While the 1973 Constitution ideally provided for a true parliamentary system, in practice, Marcos made use of subterfuge and manipulation in order to keep executive powers for himself, rather than devolving these to the Assembly and the cabinet headed by the prime minister. The result was that the final form of the 1973 Constitution – after all amendments and subtle manipulations – was merely the abolition of the Senate and a series of cosmetic rewordings. The old American-derived terminology was replaced by names more associated with a parliamentary government: for example, the House of Representatives became known as the "Batasang Pambansa" (National Assembly), departments became "ministries", and their cabinet secretaries became known as "cabinet ministers", with the president's assistant – the executive secretary – now being styled as the "prime minister". Marcos' purported parliamentary system functioned in practice as an authoritarian presidential system, with all real power concentrated in the hands of the President but with the premise that such was now constitutional.

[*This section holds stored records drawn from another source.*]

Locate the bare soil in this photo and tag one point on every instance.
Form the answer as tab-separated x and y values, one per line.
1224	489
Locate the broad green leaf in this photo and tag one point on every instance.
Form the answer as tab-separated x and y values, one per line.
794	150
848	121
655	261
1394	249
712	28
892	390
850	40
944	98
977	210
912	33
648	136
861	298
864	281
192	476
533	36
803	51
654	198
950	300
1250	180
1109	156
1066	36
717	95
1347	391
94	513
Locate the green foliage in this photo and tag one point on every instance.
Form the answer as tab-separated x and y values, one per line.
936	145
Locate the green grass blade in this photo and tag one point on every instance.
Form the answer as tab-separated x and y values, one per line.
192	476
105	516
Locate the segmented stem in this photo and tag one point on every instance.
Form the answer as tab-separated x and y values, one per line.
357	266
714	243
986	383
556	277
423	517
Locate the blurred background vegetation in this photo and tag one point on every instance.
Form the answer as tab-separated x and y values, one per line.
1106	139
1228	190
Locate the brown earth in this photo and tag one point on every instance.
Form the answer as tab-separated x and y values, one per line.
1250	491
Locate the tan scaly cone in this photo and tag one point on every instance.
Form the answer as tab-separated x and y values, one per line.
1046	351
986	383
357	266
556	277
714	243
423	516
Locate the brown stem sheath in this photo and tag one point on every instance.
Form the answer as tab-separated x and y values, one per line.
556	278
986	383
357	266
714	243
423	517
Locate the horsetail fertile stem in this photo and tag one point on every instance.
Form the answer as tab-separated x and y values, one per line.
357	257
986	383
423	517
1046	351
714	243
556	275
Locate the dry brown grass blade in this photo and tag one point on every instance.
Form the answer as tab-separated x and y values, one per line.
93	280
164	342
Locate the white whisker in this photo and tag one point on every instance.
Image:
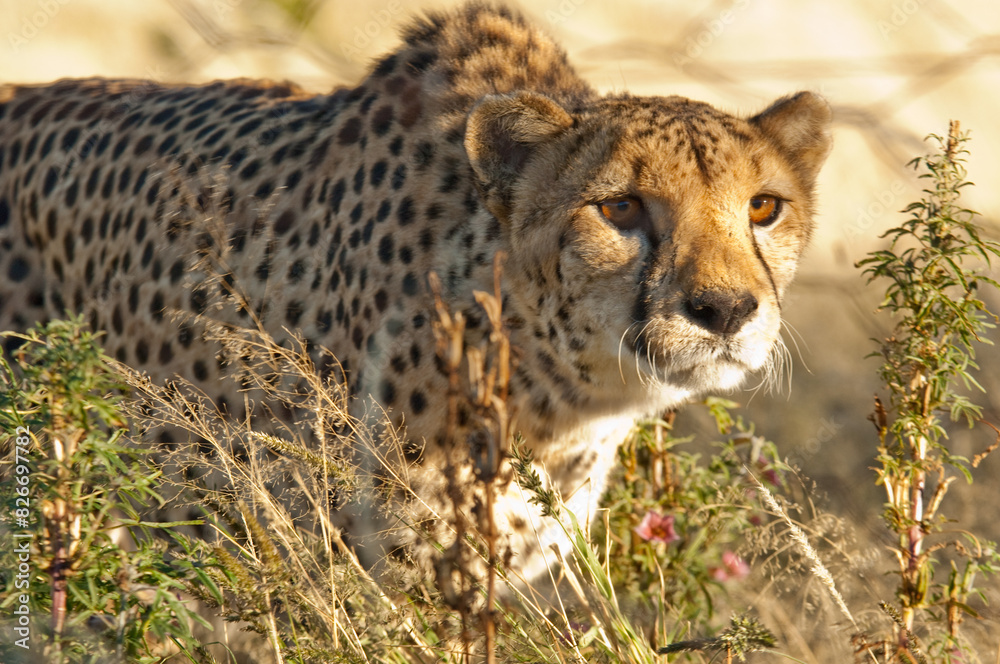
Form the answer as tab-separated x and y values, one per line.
621	342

=== The 1986 Freedom Constitution ===

Immediately following the 1986 People Power Revolution that ousted Marcos, President Corazon C. Aquino issued Proclamation No. 3 as a provisional constitution. It adopted certain provisions from the 1973 Constitution while abolishing others. It granted the President broad powers to reorganize government and remove officials, as well as mandating the president to appoint a commission to draft a new Constitution. This document, described above, supplanted the "Freedom Constitution" upon its ratification in 1987. This is the transitional constitution that lasted a year and came before the constitution. It maintained many provisions of the 1973 Constitution, including in rewritten form the presidential right to rule by decree. The commission is composed of 48 members appointed by President Aquino.